Right wingers are trying to create a backlash against the fantastic Black Lives Matter (BLM) movement.
First they said that people protesting were spreading coronavirus.
Now they say the BLM movement is racist.
An article in the Telegraph newspaper at the weekend argued that BLM protests are “a catalyst for antisemitism”. The explanation for this was that some anti-racists are critical of Israel because of its oppression of Palestinians.
The Israeli state is based on oppression and violence.
Opposing it is not antisemitic—many Jewish people also oppose Israel.
Right wingers attack when they feel the system they want to uphold is somehow under threat. The best way to respond is to keep building the movement.
It has already won significant gains—for instance, promises that statues of slavers will go. And there’s potential to go much further.
Lots of people on the protests rightly see that racism is ingrained into the society we live in. It isn’t simply a problem of the ideas in individual people’s heads.

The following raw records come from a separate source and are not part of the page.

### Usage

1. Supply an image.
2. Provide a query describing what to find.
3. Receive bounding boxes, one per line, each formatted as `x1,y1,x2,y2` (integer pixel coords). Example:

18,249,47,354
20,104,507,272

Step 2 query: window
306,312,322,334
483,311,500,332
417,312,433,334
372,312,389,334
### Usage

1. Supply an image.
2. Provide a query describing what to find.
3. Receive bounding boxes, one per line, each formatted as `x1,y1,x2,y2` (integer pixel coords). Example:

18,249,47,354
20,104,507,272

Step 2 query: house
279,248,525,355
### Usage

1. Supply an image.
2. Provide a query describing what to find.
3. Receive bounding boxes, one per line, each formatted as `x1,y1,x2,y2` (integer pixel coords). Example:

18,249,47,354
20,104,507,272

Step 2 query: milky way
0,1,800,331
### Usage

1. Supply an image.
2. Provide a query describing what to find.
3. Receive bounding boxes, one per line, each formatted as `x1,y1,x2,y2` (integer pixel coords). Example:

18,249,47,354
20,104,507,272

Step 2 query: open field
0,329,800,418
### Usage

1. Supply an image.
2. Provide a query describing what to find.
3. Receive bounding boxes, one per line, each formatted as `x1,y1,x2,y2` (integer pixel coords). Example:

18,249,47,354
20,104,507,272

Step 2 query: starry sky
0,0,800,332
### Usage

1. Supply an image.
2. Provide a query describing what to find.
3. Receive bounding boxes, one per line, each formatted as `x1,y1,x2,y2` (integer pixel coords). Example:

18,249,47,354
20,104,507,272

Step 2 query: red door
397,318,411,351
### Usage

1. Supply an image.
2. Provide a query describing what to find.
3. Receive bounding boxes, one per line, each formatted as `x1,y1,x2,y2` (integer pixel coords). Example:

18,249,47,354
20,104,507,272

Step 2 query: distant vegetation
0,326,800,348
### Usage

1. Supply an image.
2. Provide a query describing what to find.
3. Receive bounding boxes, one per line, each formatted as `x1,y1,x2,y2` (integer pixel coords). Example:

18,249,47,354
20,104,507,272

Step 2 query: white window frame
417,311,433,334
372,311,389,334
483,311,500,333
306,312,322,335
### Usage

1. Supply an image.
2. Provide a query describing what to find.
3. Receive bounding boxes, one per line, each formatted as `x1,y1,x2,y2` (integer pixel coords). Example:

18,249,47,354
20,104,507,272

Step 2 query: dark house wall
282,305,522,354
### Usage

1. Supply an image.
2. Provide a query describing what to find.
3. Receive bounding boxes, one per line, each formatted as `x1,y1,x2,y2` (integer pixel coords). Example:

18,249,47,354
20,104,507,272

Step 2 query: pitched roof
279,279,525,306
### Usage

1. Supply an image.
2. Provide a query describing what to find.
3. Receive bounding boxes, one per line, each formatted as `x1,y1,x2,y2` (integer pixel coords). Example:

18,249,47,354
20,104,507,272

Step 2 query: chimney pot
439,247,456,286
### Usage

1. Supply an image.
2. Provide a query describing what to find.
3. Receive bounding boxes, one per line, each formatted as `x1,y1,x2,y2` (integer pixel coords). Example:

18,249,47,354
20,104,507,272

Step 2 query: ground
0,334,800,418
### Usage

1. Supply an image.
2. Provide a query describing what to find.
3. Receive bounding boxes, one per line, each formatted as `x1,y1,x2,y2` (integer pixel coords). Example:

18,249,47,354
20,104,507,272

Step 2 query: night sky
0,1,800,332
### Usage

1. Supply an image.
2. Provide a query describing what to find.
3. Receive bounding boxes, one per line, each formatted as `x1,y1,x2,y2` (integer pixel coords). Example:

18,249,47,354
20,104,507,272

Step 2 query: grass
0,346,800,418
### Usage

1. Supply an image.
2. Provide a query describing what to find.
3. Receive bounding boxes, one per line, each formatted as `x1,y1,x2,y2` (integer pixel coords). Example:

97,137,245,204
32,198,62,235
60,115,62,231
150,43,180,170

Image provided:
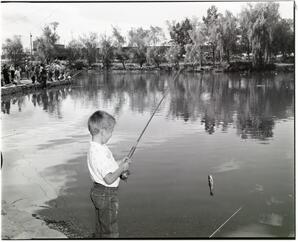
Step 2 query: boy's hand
121,157,131,171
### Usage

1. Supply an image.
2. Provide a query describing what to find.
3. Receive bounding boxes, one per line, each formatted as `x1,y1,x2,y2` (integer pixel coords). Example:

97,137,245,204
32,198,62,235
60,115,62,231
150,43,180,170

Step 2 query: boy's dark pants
90,183,119,238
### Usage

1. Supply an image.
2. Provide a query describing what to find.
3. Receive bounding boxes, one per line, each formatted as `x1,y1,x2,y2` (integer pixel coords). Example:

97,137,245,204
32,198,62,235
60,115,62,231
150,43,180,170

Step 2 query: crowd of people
1,61,69,86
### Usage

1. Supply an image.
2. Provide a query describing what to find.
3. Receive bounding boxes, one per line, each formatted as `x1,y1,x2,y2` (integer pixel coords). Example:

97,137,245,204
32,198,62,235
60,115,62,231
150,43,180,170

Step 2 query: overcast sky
1,1,294,48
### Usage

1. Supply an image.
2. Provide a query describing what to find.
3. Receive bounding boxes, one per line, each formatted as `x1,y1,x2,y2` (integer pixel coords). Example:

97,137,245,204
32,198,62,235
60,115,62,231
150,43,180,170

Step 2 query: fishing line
209,206,243,238
120,68,184,181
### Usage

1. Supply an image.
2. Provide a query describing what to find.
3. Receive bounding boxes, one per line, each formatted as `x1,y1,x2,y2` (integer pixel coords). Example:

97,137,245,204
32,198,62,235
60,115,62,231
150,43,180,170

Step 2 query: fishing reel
120,170,130,181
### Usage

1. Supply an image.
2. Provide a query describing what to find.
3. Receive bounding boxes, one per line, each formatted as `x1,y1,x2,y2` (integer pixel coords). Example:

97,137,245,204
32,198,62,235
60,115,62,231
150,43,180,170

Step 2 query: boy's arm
104,158,130,185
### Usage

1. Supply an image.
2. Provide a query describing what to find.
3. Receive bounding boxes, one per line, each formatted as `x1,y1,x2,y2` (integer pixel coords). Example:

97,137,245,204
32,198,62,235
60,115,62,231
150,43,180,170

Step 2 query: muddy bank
1,71,81,96
1,200,67,239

Systemic racism means black people are more likely to be poor than white people.
They are more likely to be out of work and more likely to live in overcrowded housing.
Black people are more likely to have poorer health—not because of some genetic difference but because of racism.
We have to challenge racist ideas wherever they appear, including among working class people.
But important as this is, it won’t change this structural racism.
So we have to go further. We have to demand real changes in society—such as an end to stop and search. It is possible to win reforms.
But as long as we live under capitalism, there will always be a limit to them—and our rulers will always try to push them back.
Racism isn’t natural. It is something encouraged by those at the top to divide ordinary people.
As part of this, our rulers try to convince working class white people that they have a stake in the system.
In reality, all working class people have an interest in overthrowing it.
Right wingers paint the idea of revolution as fanciful.
But in fact they happen time after time because the system fails billions of people.
The state, with its army and vicious police, can seem all-powerful. But the global working class is bigger than ever before and vastly outnumbers our rulers and their backers.
It is possible to have a world without racism—but not while capitalism stays in place.
Instead we need to fight for a socialist world where ordinary people, black and white, are in charge.